Something caught his eye. A monument? A small stone shaft sticking up out of the ground. He moved around it. It had an inscription:
TIMOTHY BRAVE TYLER
A good father Erected in Respectful
Memory By his loving son
J.G.T.
Brown Limper screamed! He tried to kick the monument down. It was too firmly planted and he only bruised his foot. He stood and screamed and screamed, tearing the echoes of the valley apart.
Then he stopped. It was all Jonnie Goodboy Tyler's fault. Everything that had befallen Brown Limper all his life was totally and wholly Tyler's fault!
So Tyler would come again, would he? Terl might have his plans and they might be all right. But Brown Limper was going to make very, very sure.
If Tyler ever hit that firing platform again he was a dead man.
Brown Limper went down to the waiting plane. He said to Lars and Snith-they mustn't know what he really intended-'For our mutual protection, I think you should teach me how to use a Thompson submachine gun.”

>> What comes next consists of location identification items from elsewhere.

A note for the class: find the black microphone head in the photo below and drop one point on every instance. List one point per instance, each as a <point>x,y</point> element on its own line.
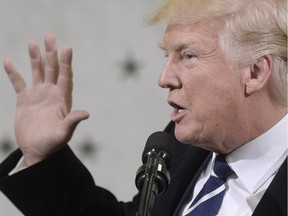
<point>161,142</point>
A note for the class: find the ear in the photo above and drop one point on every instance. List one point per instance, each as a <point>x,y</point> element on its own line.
<point>259,74</point>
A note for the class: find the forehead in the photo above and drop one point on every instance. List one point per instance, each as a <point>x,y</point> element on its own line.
<point>200,34</point>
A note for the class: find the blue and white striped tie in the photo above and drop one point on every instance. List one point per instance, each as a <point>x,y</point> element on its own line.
<point>209,199</point>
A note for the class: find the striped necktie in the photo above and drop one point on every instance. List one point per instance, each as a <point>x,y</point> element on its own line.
<point>209,199</point>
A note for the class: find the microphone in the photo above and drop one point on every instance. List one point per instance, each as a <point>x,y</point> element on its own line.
<point>153,178</point>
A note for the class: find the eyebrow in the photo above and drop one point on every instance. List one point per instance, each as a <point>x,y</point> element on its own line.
<point>180,45</point>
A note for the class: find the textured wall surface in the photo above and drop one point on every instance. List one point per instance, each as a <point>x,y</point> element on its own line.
<point>116,67</point>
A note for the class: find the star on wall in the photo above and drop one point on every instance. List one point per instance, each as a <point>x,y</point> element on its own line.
<point>88,148</point>
<point>130,67</point>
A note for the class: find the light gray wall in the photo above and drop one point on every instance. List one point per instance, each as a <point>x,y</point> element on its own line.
<point>124,110</point>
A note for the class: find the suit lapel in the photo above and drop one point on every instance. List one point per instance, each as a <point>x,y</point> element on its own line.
<point>188,192</point>
<point>274,201</point>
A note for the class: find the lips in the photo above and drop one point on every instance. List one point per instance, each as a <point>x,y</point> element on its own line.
<point>178,112</point>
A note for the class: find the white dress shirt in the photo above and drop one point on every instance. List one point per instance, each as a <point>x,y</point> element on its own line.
<point>255,165</point>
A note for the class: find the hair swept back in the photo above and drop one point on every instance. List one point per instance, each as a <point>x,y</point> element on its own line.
<point>251,30</point>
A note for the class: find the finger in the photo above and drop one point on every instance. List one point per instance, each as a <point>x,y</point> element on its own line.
<point>51,60</point>
<point>36,63</point>
<point>74,118</point>
<point>15,78</point>
<point>65,79</point>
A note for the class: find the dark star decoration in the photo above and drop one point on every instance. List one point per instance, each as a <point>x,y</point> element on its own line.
<point>130,67</point>
<point>88,148</point>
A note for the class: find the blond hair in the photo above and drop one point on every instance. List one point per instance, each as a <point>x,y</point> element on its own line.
<point>251,30</point>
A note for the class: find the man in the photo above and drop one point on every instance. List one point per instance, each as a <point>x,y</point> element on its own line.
<point>226,73</point>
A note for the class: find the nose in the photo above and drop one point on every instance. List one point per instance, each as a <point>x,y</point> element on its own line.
<point>168,77</point>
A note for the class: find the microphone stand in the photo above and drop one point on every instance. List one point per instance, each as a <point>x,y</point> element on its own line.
<point>153,181</point>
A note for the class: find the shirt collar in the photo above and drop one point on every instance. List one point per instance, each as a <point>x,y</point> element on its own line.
<point>257,160</point>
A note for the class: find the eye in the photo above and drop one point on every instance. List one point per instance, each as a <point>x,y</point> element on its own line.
<point>189,55</point>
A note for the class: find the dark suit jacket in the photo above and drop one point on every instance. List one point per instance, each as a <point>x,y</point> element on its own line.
<point>61,185</point>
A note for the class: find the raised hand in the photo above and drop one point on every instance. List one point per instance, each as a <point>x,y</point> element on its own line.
<point>44,122</point>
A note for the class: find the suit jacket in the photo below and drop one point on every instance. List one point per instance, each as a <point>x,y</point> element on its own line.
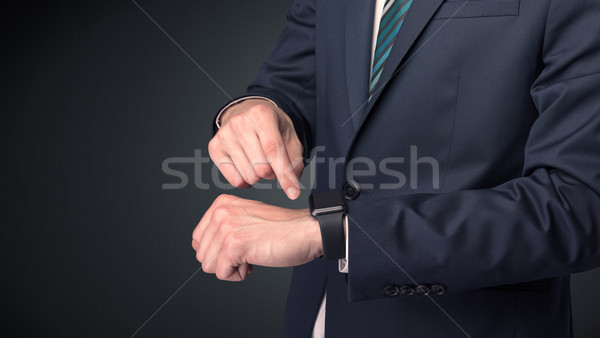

They agreed it would be wise.
Terl had said time and again you didn't dare shoot off a gun during a transshipment. But who cared about that? Two guns. He would use two guns.... Brown Limper planned how he would do it all the way back to Denver.
Chapter 3
The small gray man sat watching the strange antics of a terrestrial craft several miles above his orbit.
The combined force had learned over a month ago to leave such a craft alone. Half-Captain Rogodeter Snowl, already in disgrace over trying to sneak a kidnap and cut them out of the potential loot, had charged his Vulcor-class cruiser, guns blazing, at a ship doing exactly what this one was doing. The strange craft had sidestepped neatly; there reportedly had been a series of clangs against the cruiser's hull.
Snowl had pulled up, mystified as to what the “clangs” betokened. He had sent crewmen out on lines to inspect his hull and they had been horrified to discover they had about twenty limpet mines on it, held solidly by magnetism to the hull.
The terrestrial craft had apparently mined the orbit they used.
Snowl had been further embarrassed to discover that the mines did not explode. They had atmosphere pressure fuses, which meant that if he brought the Vulcor-class cruiser within a hundred thousand feet of the planet's surface, the air pressure would explode them there.
Every commander had hastily examined his whole ship to see if he had picked any up. They hadn't, but it meant to them that if you chased that terrestrial ship it threw a cloud of mines in your path. Very unnerving! So they left it alone.
The ship had a huge door in the side and a lot of cranes. The small gray man was no miner or military expert, but the ship was obviously collecting space debris. It wasn't using its cranes so it must have a big magnet inside that door.
Apparently it would spot something on its screen– there were a lot of odd bits in orbit just now as a large, strange comet had entered the system lately, evidently from some other system, and bits of it were floating around and occasionally hitting the meteor shielding of most of these ships. Then the terrestrial would go out and pace the object-many of them were moving as fast as nineteen miles a second– and suddenly dart sideways. The apparent magnets inside that door would collect it.
Rather interesting, the small gray man thought. Somewhat like a hummingbird he had once seen, darting about after insects, stopping around a flower, and then zooming off. He needed something to occupy his mind.
There was no word yet. Probably wouldn't be for another couple of months. No new courier had come to him, which seemed to mean that the one had not been found elsewhere. These were very troubled times.
His indigestion had begun to act up again. About three weeks ago he had gone down to see the old woman– he had run out of peppermint leaves. She had been glad to see him and so had the dog. She had used the vocoder to start up some trade with the Swedes and she had sold them some oats and some butter and she was rolling in money– look, six credits! Enough to buy an acre of ground or another cow! And she had been busy evenings. Cold weather had been coming on and it must be an awful lot colder up there in the sky, and she had knitted him a nice gray sweater.